After sorting out how the program, which was entitled Re-awakening Our Language, would run 11 language keepers participated in the class on Thursday nights taught by Darren Okemaysim starting in October 2018 in the Education and Employment Centre.
“I think it's important for us to preserve and re-awaken our languages. It was a mandate Chief and Council identified but I think it's also equally important for us to do our best to learn the language,” said Pinay-Schindler.
Once classes started and participants took a fluency test to see what their knowledge level was, Okemaysim then planned and taught the class accordingly.
As part of the grant, participants also filled out language assessment form at the end as well and most knowledge keepers were two levels above where they started. Some were as many as four or five levels above when they started.
Since the community had been considering doing a Cree camp in February, Tanner and Pinay-Schindler talked with the knowledge keepers and Okemaysim about what they wanted and how things should go for the camp.
The knowledge keepers finished up their classes at the end of June and to showcase what they had learned taught a Cree Camp July 3 and 4 to roughly 125 participants.
Each knowledge keeper picked what they wanted to teach and there was everything from how to snare rabbits, fry saskatoon berries, make bannock, how to get ready to play hockey, numbers, and colours among others. Everything at the camp had a label with what that item is in Cree to help participants learn.
The participants were split into three groups and then rotated from one thing to the next.
Cowessess is not only the first community to have a camp like this but is also the only community to receive a two-year grant when it comes to language education.

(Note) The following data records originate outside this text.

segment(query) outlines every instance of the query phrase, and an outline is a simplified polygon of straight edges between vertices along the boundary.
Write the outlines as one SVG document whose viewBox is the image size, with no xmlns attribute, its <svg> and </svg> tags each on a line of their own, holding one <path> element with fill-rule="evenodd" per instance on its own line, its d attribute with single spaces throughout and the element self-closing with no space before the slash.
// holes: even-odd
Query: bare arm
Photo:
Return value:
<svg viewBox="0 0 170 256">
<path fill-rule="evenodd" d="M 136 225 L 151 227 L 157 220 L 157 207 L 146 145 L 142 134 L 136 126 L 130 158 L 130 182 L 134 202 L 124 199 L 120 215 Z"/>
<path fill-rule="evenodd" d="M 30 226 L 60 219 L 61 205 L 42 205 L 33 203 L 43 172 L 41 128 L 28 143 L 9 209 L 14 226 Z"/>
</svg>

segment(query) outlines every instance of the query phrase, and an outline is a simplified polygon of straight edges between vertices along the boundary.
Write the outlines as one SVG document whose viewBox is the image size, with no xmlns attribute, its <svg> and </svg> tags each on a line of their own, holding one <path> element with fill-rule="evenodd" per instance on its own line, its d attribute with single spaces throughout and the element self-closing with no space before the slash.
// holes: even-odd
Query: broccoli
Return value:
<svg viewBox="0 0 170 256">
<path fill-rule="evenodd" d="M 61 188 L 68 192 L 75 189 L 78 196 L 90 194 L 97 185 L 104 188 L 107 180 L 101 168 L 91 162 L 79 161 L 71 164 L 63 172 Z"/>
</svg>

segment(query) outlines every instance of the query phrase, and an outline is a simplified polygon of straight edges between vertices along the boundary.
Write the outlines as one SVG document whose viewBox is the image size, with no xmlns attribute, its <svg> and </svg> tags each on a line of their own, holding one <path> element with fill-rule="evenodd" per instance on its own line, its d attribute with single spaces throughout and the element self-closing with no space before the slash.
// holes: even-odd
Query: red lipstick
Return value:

Although Cree is already taught in the school as a high school credit, with this new funding Pinay-Schindler and Tanner hope to expand this into the daycare for people to start learning the language younger. They also hope start teaching Cree once a week to the community in the evenings and have it led by the knowledge keepers and other contracted language instructors.
They are also working on having a full Cree immersion camp at some point.